The company is also looking beyond individual users. Chu says Viggle is talking with film and video game studios about licensing its technology. At the same time, he says the tool is being adopted by independent animators and content creators.

On Monday, Viggle announced a $19 million Series A led by Andreessen Horowitz, with participation from Two Small Fish. The startup says the funding will help it scale, accelerate product development and expand its team.

Viggle told TechCrunch that it partners with Google Cloud, among other cloud providers, to train and run its AI models. The source article notes that Google Cloud partnerships often include access to GPU and TPU clusters, but typically not YouTube videos for AI model training.

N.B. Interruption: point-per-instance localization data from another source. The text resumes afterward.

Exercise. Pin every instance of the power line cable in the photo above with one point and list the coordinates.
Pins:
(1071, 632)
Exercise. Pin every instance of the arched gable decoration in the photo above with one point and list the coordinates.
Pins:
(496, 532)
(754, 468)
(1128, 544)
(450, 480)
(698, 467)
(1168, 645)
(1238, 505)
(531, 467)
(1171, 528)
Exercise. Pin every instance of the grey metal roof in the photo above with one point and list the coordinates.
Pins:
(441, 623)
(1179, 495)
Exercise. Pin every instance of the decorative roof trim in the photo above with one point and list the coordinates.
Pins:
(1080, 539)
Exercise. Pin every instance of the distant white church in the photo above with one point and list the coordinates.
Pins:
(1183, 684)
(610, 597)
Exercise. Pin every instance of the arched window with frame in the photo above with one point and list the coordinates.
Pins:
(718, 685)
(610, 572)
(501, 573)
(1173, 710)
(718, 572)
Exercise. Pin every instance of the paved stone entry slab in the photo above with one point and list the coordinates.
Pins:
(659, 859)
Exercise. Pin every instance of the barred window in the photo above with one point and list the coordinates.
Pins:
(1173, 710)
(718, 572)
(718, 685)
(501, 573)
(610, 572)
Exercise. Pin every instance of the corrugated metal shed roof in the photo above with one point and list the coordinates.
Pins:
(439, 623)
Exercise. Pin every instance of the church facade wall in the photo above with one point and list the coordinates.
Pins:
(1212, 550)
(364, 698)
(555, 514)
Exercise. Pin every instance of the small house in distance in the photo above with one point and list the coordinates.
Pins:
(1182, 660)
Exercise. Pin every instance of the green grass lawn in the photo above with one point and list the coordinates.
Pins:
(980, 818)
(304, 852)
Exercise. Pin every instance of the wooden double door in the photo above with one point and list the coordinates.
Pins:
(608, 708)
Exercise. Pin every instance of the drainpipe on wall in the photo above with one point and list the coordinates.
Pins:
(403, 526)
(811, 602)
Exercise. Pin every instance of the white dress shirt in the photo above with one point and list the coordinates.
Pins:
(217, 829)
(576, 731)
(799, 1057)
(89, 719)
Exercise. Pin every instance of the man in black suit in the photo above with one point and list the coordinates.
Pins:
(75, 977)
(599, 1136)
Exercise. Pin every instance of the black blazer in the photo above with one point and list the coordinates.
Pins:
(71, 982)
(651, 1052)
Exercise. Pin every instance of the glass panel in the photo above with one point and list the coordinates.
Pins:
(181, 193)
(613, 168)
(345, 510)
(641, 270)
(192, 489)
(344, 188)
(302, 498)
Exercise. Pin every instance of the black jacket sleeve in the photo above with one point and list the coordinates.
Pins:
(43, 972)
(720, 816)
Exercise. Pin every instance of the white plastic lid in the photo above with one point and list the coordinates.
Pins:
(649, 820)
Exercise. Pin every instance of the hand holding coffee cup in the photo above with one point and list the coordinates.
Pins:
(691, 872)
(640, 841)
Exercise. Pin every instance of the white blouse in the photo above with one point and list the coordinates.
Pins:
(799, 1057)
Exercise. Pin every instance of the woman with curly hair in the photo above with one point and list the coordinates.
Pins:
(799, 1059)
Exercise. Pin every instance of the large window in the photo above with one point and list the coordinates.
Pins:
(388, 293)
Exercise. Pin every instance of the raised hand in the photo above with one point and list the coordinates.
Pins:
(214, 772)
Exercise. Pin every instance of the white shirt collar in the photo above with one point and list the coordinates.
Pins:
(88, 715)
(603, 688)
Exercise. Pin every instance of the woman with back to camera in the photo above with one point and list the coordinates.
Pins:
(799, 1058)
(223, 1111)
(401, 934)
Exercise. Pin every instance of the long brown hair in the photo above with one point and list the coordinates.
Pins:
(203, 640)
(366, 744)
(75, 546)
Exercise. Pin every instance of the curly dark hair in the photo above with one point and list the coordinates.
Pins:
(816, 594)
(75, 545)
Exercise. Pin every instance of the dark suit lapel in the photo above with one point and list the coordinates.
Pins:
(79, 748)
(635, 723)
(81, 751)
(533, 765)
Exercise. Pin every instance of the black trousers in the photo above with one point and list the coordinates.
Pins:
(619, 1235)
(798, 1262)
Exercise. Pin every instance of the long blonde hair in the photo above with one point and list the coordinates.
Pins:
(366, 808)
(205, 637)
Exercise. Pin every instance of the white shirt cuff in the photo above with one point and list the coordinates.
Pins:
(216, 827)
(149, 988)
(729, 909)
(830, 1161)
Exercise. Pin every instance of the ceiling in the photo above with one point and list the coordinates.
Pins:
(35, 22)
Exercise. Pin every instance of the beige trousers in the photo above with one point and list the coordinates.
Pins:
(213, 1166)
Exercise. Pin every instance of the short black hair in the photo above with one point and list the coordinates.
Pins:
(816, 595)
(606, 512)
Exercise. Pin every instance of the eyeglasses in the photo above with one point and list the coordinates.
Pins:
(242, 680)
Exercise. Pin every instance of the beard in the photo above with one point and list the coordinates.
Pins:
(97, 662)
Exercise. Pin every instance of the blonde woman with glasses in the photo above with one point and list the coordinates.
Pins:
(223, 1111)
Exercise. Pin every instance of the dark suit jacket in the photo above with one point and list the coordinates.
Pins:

The YouTube training-data issue

The most sensitive part of Viggle's story is not the memes. It is the data used to train the model.

When TechCrunch asked Chu what data Viggle's AI video models were trained on, he said: "So far we've been relying on data that has been publicly available." Asked whether the training dataset included YouTube videos, he replied: "Yeah."

That answer matters because YouTube CEO Neal Mohan told Bloomberg in April that using YouTube videos to train an AI text-to-video generator would be a "clear violation" of the platform's terms of service. His comments were made in the context of OpenAI potentially having used YouTube videos to train Sora.

Mohan also said Google, which owns YouTube, may have contracts with certain creators to use their videos in training datasets for Google DeepMind's Gemini. But according to Mohan and YouTube's terms of service, harvesting video from the platform is not allowed without obtaining permission from the company.

After the interview, a Viggle spokesperson first tried to walk back Chu's statement, saying he "spoke too soon in regards to if Viggle uses YouTube data as training." The spokesperson added that Hang/Viggle was unable to share details of the company's training data.

TechCrunch then pointed out that Chu's earlier comments were on the record and asked for a clearer statement. In response, Viggle's spokesperson confirmed that the startup trains on YouTube videos, saying the company uses a variety of public sources, including YouTube, to generate AI content.

A wider gray area for AI video

Viggle is not alone in facing questions about YouTube as a training source. The source article says other AI model developers, including Nvidia, Apple and Anthropic, have reportedly used YouTube video transcriptions or clips for training.

That places Viggle inside a broader unresolved tension. AI video systems need large amounts of training material, while major platforms have rules about how their content can be accessed and reused. The unusual part of Viggle's case is how directly the issue surfaced.

For users, the immediate product story is still about controllable AI characters: upload a motion source, upload or describe a character, and generate a new video. For the industry, the larger question is whether tools built from publicly available online material can keep scaling while satisfying the platforms that host that material.

Viggle's next challenge is therefore twofold. It needs to improve the quality of its character videos, moving beyond shaky clips and expressionless faces. It also has to navigate the training-data scrutiny that follows any AI video company willing to say YouTube out loud.